Idealmente il Grand Tour va praticato ma, in parte, può essere anche studiato e immaginato. Le potenti tecnologie digitali (soprattutto le realtà immersive o aumentate, o le foto da droni) consentono non solo di visitare i luoghi senza esserci ma anche di vedere dettagli e viste che ci sarebbero negate in presenza. Se poi queste visite vengono unite a percorsi formativi ad hoc, viene creata quella educazione identitaria necessaria sia al cittadino italiano per ricostruire un patto con il proprio territorio e la propria storia sia al funzionario della PA per completare la sua conoscenza di quel Paese di cui contribuisce alla sua amministrazione e valorizzazione.
Il nuovo Grand Tour del XXI secolo, dunque, punta a un’esperienza che deve essere naturalmente adattata alle logiche, le sfide e i bisogni della contemporaneità. Il motore formativo di questa esperienza è caratterizzato da tre dimensioni che potremmo definire le 3 P:
- Places: luoghi suggestivi da visitare e abitare per avere stimoli e ispirazione.
- People: testimonianze da ascoltare e persone da incontrare per creare legami con l’ispirarsi e il fare italiano.
- Proficiency: un percorso formativo che non si limita a completare le competenze ma che dà il senso e moltiplica il valore e l’ispirazione dei luoghi visitati e delle persone incontrate.
Oggi con la crisi dei modelli educativi e la massificazione delle Business School, nuove aspettative si proiettano sui viaggi di formazione. La maggiore differenza rispetto al Grand Tour del passato riguarda il fatto che i principali fruitori non appartengono necessariamente alle élite nobiliare ma piuttosto alla classe manageriale e creativa. Se poi guardiamo al di fuori del nostro Paese, vi è un numero crescente di giovani designer, architetti, stilisti di moda, urbanisti, food designer e artigiani/artisti interessati non solo alla grande bellezza italiana, ma anche ai luoghi, ai sistemi di produzione, ai materiali autoctoni e ai protagonisti che hanno reso possibile il suo successo e la sua notorietà internazionale.
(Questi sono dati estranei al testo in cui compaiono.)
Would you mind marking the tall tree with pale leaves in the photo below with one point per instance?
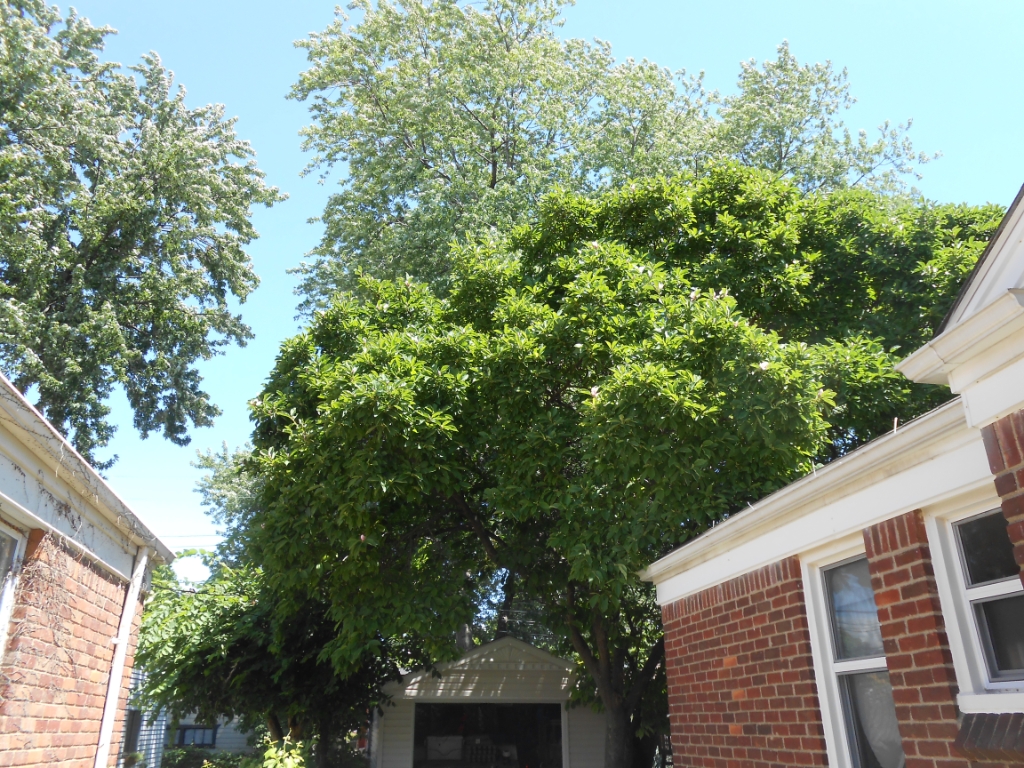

Esiste infatti un legame fondamentale tra questi fattori: potremmo quasi parlare di un vero e proprio ecosistema creativo in cui il territorio, i materiali, i sistemi di produzione industriali o artigianali, ma anche le tracce della storia e i landmark – artistici, culturali e paesaggistici – sono strettamente interconnessi.
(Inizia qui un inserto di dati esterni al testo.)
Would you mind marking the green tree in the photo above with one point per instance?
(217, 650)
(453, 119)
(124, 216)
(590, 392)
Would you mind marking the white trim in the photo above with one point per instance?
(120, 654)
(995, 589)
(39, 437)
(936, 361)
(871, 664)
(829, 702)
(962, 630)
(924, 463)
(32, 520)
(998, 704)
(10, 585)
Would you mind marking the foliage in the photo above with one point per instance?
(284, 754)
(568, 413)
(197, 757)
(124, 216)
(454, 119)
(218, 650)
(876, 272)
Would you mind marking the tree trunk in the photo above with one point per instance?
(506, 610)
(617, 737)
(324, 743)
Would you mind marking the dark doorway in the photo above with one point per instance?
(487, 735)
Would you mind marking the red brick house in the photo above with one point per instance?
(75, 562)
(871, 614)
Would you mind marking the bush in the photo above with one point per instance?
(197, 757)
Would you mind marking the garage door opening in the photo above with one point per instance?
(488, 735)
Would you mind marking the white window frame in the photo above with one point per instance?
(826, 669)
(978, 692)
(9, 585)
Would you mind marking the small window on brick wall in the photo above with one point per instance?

L’Italia del Grand Tour (e forse non solo quella) si caratterizzava come il luogo dei contrasti estremi; luogo della bellezza più sofisticata e del degrado più sistematico, centro della spiritualità occidentale e realtà in cui è nata ed è stata teorizzata l’arte della macchinazione politica, territorio disseminato di eremi e romitori e città note per il lusso sfrenato e la vita libertina, spazi urbani caratterizzati dalla presenza sia dei grandi palazzi nobiliari dagli ambienti spaziosi, luminosi e ordinati sia di viuzze oscure, sporche e pericolose dove passava la sua vita il volgo. Era proprio questa presenza diffusa e continua di contrasti e polarità – contraddizioni apparenti che trovavano una sintesi nella nascente identità italiana – a dotare il contesto della potenzialità educativa così ricercata.
Questo dei contrasti è uno degli elementi formativi che caratterizzano la dimensione tras-formativa del Grand Tour. Ve ne sono naturalmente altri, ad esempio il dialogo incessante fra cultura e natura; per chi volesse saperne di più è appena uscito un libro (Roma e il nuovo grand tour. Ripensare il turismo nell’era del digitale e della pandemia, Luca Sossella Editore) – che ho pubblicato insieme a mia moglie Rita – dove questi concetti sono espansi.